Lettre d’Action Environnement (Aveyron) sur la sortie du nucléaire et réponse du PG

jeudi 2 juin 2011.
 

1) Lettre d’Action Environnement sur la Sortie du Nucléaire, adressée au Parti de Gauche

Madame, Monsieur,

La catastrophe nucléaire de Fukushima, au Japon, a sonné le glas du mythe de la sûreté nucléaire.

Ceux qui n’avaient pas entendu, ou pas voulu entendre, l’avertissement de Tchernobyl (1986) ne peuvent plus maintenant continuer à nier que le nucléaire est une industrie à très haut risque, que la sécurité absolue n’existe pas et qu’un accident majeur peut arriver n’importe quand, n’importe où, même dans des pays de haute technologie (cas du Japon et de la France), parce qu’il est impossible de tout prévoir et que l’erreur humaine est toujours possible.
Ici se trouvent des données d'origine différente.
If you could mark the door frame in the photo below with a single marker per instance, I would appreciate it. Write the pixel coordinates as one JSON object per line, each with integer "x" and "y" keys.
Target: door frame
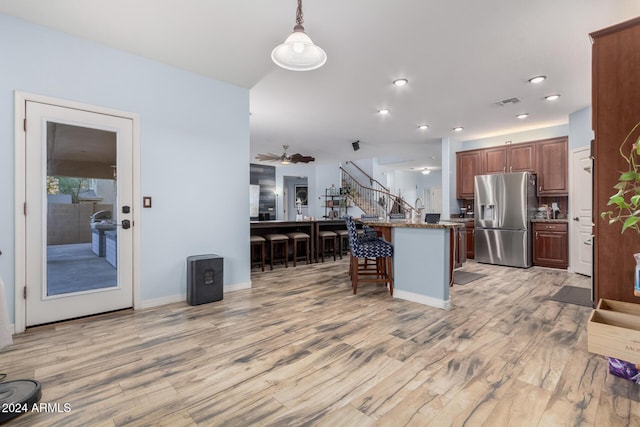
{"x": 20, "y": 100}
{"x": 574, "y": 235}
En 1988, au cours d’un colloque, Pierre Tanguy, Inspecteur général pour la Sûreté et la Sécurité nucléaire à EDF, déclarait : "Je reconnais que nous ne sommes pas sûrs d’être absolument exhaustifs et que s’il doit se produire un accident, ce sera celui que nous n’aurons pas prévu."

Après la catastrophe de Fukushima, les plus hauts responsables de la sûreté nucléaire reconnaissent qu’un accident majeur peut arriver aussi en France. C’est ainsi que le président de l’Autorité de Sûreté Nucléaire (ASN), André-Claude Lacoste, déclare dans "Le Monde" du 31.03.2011 : "Personne ne peut garantir qu’il n’y aura jamais un accident grave en France. Il convient de faire deux choses : essayer de réduire la probabilité que cela arrive, ainsi que les conséquences, si cela arrive."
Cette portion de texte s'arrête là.